Use this only when code is too runtime-aware for `core/application`, but is not a
transport adapter or low-level infrastructure helper.
Examples:
- main-only readers that orchestrate runtime services
- process-aware tracking or coordination helpers
Not allowed:
- IPC or HTTP handler registration
- renderer or preload dependencies
- pure domain policy that belongs in `core/domain`
### `main/adapters/output/`
Driven adapters that implement application ports.
Examples:
- presenters
- source adapters
Responsibilities:
- translate between external data and core models
- stay thin around infrastructure helpers
### `main/infrastructure/`
Concrete technical implementation details.
Examples:
- file system adapters
- JSON-RPC transport clients
- binary discovery
- cache implementation
- git identity helpers
Responsibilities:
- know about runtime, process, OS, or protocol details
### `preload/`
Thin transport bridge between renderer and main.
Responsibilities:
- expose a feature API fragment
- depend on `contracts/`
Not allowed:
- main composition code
- renderer logic
### `renderer/`
Feature presentation and interaction.
Recommended structure:
```text
renderer/
index.ts
adapters/
hooks/
ui/
utils/
```
Responsibilities:
- `ui/` renders
- `hooks/` orchestrate interaction and transport usage
- `adapters/` transform DTOs into view models
- `utils/` contain small pure renderer helpers
## Import Rules
### Public entrypoints only
Outside the feature, import only:
- `@features/<feature>` when the feature owns a deliberate root public barrel
- `@features/<feature>/contracts`
- `@features/<feature>/main`
- `@features/<feature>/preload`
- `@features/<feature>/renderer`
Do not deep-import feature internals from app shell or from other features.
Layer entrypoints should be explicit `index.ts` files that export only supported
surface area.

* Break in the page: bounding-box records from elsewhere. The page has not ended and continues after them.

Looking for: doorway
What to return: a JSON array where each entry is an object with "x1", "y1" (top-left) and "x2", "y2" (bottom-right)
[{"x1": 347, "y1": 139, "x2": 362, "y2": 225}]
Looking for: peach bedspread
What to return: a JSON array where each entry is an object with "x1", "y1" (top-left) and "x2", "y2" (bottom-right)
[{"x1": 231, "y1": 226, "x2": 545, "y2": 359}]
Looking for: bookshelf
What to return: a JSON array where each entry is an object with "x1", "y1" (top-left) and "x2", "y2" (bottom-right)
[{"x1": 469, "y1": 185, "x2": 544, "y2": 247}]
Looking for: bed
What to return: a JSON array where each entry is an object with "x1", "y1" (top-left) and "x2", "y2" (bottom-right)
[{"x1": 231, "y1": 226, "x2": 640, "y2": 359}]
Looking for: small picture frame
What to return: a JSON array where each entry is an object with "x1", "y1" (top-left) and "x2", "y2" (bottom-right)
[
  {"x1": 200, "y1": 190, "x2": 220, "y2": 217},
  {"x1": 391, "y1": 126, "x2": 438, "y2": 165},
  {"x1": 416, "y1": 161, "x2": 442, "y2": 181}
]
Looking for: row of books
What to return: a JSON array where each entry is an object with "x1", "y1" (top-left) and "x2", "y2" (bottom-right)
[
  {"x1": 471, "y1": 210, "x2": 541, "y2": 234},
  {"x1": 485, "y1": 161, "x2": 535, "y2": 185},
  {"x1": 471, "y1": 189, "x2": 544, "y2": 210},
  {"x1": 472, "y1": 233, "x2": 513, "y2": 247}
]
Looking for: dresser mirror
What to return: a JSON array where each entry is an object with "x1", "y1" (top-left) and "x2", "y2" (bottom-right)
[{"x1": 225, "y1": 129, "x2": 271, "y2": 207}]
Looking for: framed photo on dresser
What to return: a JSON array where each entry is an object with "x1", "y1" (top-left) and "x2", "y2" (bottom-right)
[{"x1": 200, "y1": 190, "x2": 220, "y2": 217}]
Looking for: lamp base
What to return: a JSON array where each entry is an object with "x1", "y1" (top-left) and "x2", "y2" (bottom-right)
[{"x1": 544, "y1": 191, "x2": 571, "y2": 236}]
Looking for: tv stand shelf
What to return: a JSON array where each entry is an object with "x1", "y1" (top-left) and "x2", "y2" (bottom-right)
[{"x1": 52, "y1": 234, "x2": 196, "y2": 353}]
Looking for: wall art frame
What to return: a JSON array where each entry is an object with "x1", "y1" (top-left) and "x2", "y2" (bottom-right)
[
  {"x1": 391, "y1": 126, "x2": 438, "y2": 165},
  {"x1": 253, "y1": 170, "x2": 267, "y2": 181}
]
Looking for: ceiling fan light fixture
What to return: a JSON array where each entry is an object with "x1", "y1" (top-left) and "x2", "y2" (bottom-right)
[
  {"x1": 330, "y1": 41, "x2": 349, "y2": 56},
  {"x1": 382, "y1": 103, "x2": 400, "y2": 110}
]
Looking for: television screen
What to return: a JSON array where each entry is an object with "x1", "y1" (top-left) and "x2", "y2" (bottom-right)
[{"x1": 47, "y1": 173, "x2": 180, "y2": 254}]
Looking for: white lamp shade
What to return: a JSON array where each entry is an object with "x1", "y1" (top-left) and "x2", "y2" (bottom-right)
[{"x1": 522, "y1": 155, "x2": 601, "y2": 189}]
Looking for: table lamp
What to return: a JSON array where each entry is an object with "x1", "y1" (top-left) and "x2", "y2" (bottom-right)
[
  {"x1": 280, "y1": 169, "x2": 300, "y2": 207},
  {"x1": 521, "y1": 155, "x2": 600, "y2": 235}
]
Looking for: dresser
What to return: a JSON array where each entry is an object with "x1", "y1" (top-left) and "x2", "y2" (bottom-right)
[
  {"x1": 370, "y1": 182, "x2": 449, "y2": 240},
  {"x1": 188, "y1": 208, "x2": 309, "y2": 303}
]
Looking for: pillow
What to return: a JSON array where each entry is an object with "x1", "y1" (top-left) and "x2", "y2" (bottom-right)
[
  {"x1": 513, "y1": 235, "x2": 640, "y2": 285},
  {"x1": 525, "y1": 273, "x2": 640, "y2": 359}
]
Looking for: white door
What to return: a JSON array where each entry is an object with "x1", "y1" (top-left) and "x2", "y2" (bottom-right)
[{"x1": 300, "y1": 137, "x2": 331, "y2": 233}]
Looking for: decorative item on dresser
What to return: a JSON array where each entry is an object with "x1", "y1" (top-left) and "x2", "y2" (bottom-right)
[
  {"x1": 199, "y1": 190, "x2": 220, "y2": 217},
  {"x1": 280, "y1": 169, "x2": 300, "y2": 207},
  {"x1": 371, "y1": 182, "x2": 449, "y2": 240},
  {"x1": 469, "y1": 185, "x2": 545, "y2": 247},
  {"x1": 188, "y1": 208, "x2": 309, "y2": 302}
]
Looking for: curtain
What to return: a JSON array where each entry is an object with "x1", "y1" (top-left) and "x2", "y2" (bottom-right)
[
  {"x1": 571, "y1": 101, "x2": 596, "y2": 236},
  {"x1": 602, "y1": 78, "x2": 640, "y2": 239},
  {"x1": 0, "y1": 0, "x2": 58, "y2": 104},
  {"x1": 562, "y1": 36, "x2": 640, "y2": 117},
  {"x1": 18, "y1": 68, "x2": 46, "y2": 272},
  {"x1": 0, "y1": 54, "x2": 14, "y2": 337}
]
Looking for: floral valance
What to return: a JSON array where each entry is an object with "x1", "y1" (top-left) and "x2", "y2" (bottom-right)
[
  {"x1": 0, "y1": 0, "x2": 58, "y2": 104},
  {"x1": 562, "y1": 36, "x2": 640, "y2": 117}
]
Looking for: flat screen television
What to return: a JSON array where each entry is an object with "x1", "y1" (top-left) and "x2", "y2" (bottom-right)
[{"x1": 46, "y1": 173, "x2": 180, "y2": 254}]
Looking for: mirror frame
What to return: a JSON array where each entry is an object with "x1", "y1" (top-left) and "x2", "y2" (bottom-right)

Focused tests may import internals when they are testing that unit
directly, but production integration code should not.
### Core isolation
`core/domain` must not import:
- `@main/*`
- `@renderer/*`
- `@preload/*`
- adapters
- infrastructure
- Electron APIs
- Fastify
- child process modules
`core/application` must not import:
- `@features/<feature>/main/**`
- `@features/<feature>/renderer/**`
- `@main/*`
- `@renderer/*`
- `@preload/*`
- Electron APIs
- Fastify
- child process modules
### UI isolation
`renderer/ui` must not import:
- `@renderer/api`
- `@renderer/store`
- `@main/*`
- Electron APIs
Push transport and store access into feature hooks or adapters.
## Browser and Tauri Friendly Guidance
The default transport direction should be:
`renderer -> feature contracts -> app api abstraction -> preload/http adapter`
This keeps renderer code closer to:
- browser mode through HTTP adapters
- a future Tauri bridge
- alternative shells with minimal feature rewrites
To keep that path clean:
- never call `window.electronAPI` directly inside feature UI or hooks
- go through shared renderer API adapters
- keep Electron-specific concerns in `main/` and `preload/`
- keep business rules in `core/`
## When To Use The Full Slice
Use the full template when a feature has:
- its own business rules
- its own merge or filtering policy
- transport wiring
- more than one adapter
- a roadmap beyond a one-off screen tweak
## When A Thin Slice Is Enough
A smaller feature may skip `core/` and `preload/` when it is:
- purely presentational
- only reshaping already-owned data
- not adding a new use case
- not adding a new transport boundary
If the feature still owns meaningful pure semantics or projection rules, keep
`core/` and skip only the process layers you do not need.
Example:
- `src/features/agent-graph` keeps `core/domain` and `renderer`, but does not add fake `main/` or `preload/` folders because the transport boundary lives elsewhere.
## Current Feature Shape Examples
Use these local examples before inventing a new variant:
- `src/features/recent-projects` - full cross-process reference with
`contracts`, `core`, `main`, `preload`, and `renderer`.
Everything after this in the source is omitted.